Friday was a very strange day for me. I woke up feeling nervous and excited in equal measure: it was my last day at the Western Mail, my workday home for the last four and a half years.

At 5.30pm I would no longer be a senior features correspondent, and would have to say goodbye to the only grown up job I’ve ever had.

On getting up, I spent a few minutes agonising over whether this auspicious occasion deserved a special outfit, before defering to my comfort and going with snow-conscious layers.

Then, having negotiated the icy roads to the station, I felt a twinge of emotion as I surveyed the train station where I’ve spent countless mornings reading the Metro and drinking coffee.

Sentimentality bowed to realism however, as I bought my last train ticket – what a relief to be able to swap an expensive 1 ½ hour commute for a 15 minute walk to the office!

As I arrived at 6 Park Street, my boss greeted my arrival with a cry of ‘Ooh, last day!’ and I giggled nervously, unsure how to react to the weird form of celebrity which is bestowed on anyone brave enough to hand in their notice.

Then I began the laborious process of clearing the random mounds of magazines, press releases, make up and catalogues that inhabit my desk, something I really should have done a lot sooner.

All through the day, the tiniest things took on new significance – washing my coffee cup out for the last time, proofing my last page, sending my last email.

It was the end of so many habits and rituals and comforting familiarities, and my writer brain wanted to absorb them all for posterity.

But mostly what I wanted to remember was the people, and Friday provided plenty of opportunity for that too.

There was lunch with the girls, all pizza and gossip, and then drinks in the evening where I didn’t have to open my wallet once.

Several people came over during the afternoon to give me a hug or a handshake and a “good luck” and at the end of the day I blushed my way through a lovely farewell speech and the opening of my extremely thoughtfully chosen presents (a knitting needle bag and a sewing case, which, as you can imagine, I am thrilled with!)
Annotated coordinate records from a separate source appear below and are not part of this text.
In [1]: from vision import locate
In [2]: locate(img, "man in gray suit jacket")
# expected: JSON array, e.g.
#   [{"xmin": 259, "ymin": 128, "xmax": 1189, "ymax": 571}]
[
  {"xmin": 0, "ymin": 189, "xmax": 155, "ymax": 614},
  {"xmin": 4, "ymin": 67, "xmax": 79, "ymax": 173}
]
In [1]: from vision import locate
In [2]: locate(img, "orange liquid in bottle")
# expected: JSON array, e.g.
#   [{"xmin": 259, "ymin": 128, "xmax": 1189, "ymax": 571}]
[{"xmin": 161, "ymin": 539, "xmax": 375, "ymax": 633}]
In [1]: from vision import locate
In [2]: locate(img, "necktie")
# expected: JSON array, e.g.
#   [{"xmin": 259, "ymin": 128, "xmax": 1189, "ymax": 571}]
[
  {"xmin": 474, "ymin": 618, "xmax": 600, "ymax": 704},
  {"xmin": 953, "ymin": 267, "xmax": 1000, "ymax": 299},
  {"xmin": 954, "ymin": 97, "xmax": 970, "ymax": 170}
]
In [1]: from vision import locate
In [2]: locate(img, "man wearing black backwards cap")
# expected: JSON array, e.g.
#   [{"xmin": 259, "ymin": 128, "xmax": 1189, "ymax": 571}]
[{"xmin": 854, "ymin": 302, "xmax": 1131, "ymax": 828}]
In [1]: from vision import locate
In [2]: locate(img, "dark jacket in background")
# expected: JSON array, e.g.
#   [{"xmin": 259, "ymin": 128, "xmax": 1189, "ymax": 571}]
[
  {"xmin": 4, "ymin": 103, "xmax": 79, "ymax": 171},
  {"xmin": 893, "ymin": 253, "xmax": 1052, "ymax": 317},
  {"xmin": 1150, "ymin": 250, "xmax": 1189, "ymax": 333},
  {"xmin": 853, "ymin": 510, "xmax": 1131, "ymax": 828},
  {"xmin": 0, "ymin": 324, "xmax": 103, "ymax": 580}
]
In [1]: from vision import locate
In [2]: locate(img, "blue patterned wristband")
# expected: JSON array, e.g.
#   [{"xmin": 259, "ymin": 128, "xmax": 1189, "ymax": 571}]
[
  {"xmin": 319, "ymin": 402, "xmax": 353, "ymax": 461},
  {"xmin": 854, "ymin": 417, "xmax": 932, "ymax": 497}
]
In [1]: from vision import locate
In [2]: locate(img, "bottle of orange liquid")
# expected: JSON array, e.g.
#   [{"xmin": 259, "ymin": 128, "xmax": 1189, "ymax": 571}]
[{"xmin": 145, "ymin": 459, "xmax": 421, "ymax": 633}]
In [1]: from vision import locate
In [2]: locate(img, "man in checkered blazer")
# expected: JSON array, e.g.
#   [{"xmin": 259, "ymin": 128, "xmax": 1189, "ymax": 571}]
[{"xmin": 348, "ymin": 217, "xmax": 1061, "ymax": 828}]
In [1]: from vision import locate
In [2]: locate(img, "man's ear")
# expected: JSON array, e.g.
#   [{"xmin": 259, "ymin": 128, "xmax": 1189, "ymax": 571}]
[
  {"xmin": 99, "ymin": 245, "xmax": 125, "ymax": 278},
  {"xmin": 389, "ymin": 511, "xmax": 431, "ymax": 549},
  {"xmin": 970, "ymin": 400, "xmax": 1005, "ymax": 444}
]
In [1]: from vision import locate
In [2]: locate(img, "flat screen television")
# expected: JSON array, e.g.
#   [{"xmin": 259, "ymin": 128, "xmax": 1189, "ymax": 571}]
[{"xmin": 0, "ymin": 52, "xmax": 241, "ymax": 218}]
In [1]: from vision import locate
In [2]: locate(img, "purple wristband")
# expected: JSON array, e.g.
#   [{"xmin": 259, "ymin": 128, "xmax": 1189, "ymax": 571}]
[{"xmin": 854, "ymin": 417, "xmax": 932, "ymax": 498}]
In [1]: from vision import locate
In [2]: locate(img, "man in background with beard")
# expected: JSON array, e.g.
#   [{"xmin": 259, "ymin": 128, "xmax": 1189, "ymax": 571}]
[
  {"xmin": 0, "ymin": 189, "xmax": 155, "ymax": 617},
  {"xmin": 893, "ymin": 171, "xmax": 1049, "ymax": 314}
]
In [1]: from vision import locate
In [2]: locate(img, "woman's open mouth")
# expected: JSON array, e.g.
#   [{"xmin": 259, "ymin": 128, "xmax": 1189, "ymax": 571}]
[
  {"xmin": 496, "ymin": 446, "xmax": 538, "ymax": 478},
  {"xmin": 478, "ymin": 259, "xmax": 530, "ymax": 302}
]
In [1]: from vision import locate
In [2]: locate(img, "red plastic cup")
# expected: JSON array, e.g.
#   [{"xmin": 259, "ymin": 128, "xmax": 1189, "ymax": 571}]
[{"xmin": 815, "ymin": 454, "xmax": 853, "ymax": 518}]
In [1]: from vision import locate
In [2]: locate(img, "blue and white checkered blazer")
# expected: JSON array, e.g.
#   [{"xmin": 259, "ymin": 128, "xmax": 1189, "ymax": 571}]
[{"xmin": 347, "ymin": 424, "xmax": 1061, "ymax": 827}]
As I sat on the train home after my farewell drinks, I was a jumble of conflicting emotions.

There was gratitude towards those whose friendship I have enjoyed and those who have taught and encouraged me over the years, and there was a good kind of pride too, as I handed over the supplement I’ve worked hard to make a success.

Of course there was sadness, because I’ve got to know a lot of really good people over the last four and a half years and I will miss them, but there was also a strange sense that this wouldn’t be the last I saw of Media Wales, and that somehow, someday, I’d be back again.

And then of course there was excitement, because I knew that on Monday – today – I would start a whole new life full of adventures.

Perhaps, after all, I should have called this blog post ‘beginnings’.